T-Mobile has moved a step closer to take over Sprint Corp as a US federal judge has approved the deal. US District Court Judge Victor Marrero said in his decision that the deal is not likely to ‘substantially lessen competition.’ A group of states had claimed that the proposed merger of the No.3 and No. 4 carriers would raise prices and violate antitrust laws. On the other hand, Sprint and T-Mobile argued that the deal would better equip them to compete with players like AT&T and Verizon Communications. They said the new company will be more efficient that would provide faster internet speeds at low prices.
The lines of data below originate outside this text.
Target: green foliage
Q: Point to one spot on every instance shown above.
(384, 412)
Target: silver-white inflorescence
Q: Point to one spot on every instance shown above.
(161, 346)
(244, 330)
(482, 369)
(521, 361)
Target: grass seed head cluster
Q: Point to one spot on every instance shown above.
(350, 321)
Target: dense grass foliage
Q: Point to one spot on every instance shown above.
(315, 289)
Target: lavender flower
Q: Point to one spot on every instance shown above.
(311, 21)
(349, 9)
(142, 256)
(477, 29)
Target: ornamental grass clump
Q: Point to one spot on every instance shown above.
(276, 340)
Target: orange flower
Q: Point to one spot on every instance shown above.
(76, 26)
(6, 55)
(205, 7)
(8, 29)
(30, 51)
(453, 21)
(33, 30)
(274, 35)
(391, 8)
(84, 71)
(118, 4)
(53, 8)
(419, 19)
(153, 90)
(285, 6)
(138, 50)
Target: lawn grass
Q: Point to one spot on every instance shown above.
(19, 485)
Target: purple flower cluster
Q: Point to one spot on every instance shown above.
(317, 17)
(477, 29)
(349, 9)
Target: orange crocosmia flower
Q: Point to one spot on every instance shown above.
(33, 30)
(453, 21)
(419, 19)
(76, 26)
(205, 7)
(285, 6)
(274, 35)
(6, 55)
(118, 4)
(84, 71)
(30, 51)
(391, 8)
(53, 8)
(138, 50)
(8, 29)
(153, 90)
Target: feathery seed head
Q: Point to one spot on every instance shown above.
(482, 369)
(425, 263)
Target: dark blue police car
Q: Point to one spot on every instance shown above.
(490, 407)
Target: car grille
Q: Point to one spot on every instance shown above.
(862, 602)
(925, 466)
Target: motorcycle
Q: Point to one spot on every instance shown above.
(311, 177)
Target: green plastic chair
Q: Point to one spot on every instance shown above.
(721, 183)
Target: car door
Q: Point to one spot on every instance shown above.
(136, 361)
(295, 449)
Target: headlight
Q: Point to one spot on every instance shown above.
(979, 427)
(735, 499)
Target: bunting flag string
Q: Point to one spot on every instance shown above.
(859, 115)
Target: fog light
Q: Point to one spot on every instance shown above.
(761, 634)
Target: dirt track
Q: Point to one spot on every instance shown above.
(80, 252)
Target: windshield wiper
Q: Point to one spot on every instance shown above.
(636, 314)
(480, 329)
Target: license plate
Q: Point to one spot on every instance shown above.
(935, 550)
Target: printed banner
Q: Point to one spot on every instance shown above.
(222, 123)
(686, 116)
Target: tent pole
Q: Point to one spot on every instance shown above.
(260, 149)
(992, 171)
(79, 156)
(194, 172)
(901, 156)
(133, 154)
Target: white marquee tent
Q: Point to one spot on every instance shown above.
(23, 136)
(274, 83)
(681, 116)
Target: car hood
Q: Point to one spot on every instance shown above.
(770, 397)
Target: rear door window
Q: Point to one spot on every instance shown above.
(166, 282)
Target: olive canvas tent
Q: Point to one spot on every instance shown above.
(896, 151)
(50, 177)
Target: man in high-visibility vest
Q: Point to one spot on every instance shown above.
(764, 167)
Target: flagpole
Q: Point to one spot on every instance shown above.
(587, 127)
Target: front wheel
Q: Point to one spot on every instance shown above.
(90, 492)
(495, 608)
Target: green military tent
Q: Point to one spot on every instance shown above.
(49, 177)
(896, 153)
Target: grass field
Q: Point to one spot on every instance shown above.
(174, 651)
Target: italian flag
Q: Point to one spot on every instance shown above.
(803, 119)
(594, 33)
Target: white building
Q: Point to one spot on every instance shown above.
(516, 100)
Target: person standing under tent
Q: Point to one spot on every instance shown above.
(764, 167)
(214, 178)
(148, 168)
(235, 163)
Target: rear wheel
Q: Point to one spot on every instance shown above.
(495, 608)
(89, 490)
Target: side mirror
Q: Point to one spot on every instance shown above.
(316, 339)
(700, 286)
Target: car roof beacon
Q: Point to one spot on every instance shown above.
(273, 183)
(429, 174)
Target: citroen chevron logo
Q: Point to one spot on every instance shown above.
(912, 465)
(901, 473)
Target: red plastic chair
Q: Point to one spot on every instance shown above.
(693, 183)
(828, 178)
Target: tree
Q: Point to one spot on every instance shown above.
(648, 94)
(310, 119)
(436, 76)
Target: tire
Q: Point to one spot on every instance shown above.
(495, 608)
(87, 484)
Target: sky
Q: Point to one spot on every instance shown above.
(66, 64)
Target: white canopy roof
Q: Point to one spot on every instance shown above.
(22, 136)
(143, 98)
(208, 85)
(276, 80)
New York, Massachusetts, Virginia, Hawaii, and California are some of the states that brought the lawsuit. However, the deal cannot be closed until it gets a green single from the California Public Utilities Commission.
Soon after the deal got the nod from the US federal judge, shares of both Sprint and T-Mobile rose. The biggest gainer is Japan’s Softbank Group Corp. The development comes at a time when the bank has decided to offload troubled assets. T-Mobile and Sprint said in a statement that they would move to finalize the deal which was approved by the US Justice Department in July. It was approved after both the companies agreed on selling some prepaid assets to satellite provider Dish. This would help Dish create its own cellular network and will help maintain competition in the market. The deal was signed off in October by Federal Communications Commission (FCC) in a vote split 3-2 along party lines.
FCC Chairman Ajit Pai hailed the ruling terming it a big win for American consumers and said it will help ensure the rolling out a 5G network. Even before the merger, T-Mobile and Sprint had been working on complementary 5G strategies. Earlier, T-Mobile CEO John Legere tried to assuage the fear of price rise by promising no changes in wireless plans for three years following the merger.